Moradores do Bairro Grama, em Garopaba, lançaram nesta sexta-feira (27) um abaixo-assinado público solicitando providências urgentes da Prefeitura de Garopaba e do Ministério Público de Santa Catarina para enfrentar recorrentes alagamentos nas vias PMG 23, PMG 24 e PMG 25, conhecidas como Rua da Cuia e Rua Ygaratá. A mobilização ocorre diante de episódios frequentes de inundação, que, segundo os moradores, têm causado prejuízos materiais, isolamento e riscos à saúde.
De acordo com o texto da petição disponível no peticaopublica.com.br, o bairro é consolidado e conta com centenas de residências. A comunidade informa que há fornecimento regular de água, energia elétrica e coleta de lixo, além de cobrança de IPTU há mais de dez anos, o que, conforme os moradores, demonstra reconhecimento formal da ocupação urbana pelo poder público.

Segundo o documento, os alagamentos se tornaram mais frequentes após a construção de um muro de contenção pelo Condomínio Ygaratá, nas margens sul do empreendimento. Os moradores relatam que a estrutura teria alterado o fluxo natural da água, bloqueando o acesso a uma vala que historicamente servia como escoamento em direção à região das dunas.
Ainda conforme a petição, a água que antes seguia curso natural passou a ser represada e redirecionada para dentro do bairro. A comunidade afirma que há processo em tramitação no Ministério Público para apuração de responsabilidades relacionadas aos impactos da obra.

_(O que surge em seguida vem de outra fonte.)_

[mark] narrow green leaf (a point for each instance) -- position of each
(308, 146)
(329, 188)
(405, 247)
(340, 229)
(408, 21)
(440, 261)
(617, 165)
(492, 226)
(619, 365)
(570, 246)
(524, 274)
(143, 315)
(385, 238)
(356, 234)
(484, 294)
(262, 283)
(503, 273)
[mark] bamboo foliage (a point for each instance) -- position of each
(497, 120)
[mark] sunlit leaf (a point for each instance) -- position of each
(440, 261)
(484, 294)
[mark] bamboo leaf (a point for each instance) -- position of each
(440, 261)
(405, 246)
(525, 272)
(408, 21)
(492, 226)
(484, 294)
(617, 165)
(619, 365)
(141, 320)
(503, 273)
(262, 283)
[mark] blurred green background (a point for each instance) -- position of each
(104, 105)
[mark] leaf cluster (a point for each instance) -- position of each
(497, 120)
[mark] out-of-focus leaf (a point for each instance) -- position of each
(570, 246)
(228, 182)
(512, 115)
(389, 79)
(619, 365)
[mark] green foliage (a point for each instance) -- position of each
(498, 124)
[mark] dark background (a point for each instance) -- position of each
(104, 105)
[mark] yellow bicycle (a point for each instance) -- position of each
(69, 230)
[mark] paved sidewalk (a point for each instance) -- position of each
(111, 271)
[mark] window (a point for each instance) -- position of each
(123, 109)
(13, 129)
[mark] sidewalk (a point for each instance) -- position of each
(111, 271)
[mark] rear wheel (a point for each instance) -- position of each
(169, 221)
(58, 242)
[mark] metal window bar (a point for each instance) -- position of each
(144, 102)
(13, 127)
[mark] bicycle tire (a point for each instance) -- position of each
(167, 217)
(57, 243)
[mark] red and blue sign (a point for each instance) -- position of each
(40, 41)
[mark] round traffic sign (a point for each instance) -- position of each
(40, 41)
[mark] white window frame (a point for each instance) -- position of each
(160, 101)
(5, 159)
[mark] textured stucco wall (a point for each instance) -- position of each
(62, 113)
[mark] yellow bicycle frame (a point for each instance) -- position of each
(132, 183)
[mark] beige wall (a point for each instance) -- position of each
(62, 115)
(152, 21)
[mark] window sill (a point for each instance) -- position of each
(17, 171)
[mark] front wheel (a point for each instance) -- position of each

Em resposta anterior à comunidade, segundo os moradores, a Prefeitura informou que medidas definitivas somente poderiam ser adotadas após a conclusão dos processos de Regularização Fundiária (REURB). No entanto, o abaixo-assinado sustenta que a obrigação do Município de organizar e prestar serviços públicos de interesse local, conforme a Constituição Federal, independe da finalização da regularização fundiária.

O texto cita os artigos 30, 182, 225, 37 e 5º da Constituição Federal, além de dispositivos do Código Civil, para fundamentar o pedido. Conforme a argumentação apresentada, a prestação de serviços públicos essenciais não pode ser condicionada à conclusão da REURB, especialmente em áreas consolidadas e com tributação regular.
Além disso, os moradores relatam que, durante os episódios de alagamento, as vias ficam intransitáveis, o que impede a entrada de ambulâncias, viaturas policiais e outros serviços de emergência. Segundo a comunidade, há casos em que moradores não conseguem sair para o trabalho, crianças ficam impossibilitadas de ir à escola e idosos permanecem isolados.
Diante da situação, o abaixo-assinado solicita cinco medidas principais: adoção imediata de ações emergenciais antes dos próximos eventos de chuva; manutenção preventiva periódica do sistema de drenagem existente; elaboração e execução de plano técnico definitivo de drenagem pluvial para o bairro; planejamento e execução de pavimentação integrada ao sistema de drenagem; e agilidade na conclusão dos processos de REURB, sem que isso seja utilizado como justificativa para ausência de ações emergenciais.
O Garopaba.sc segue acompanhando o caso. O espaço permanece aberto para posicionamento das partes envolvidas.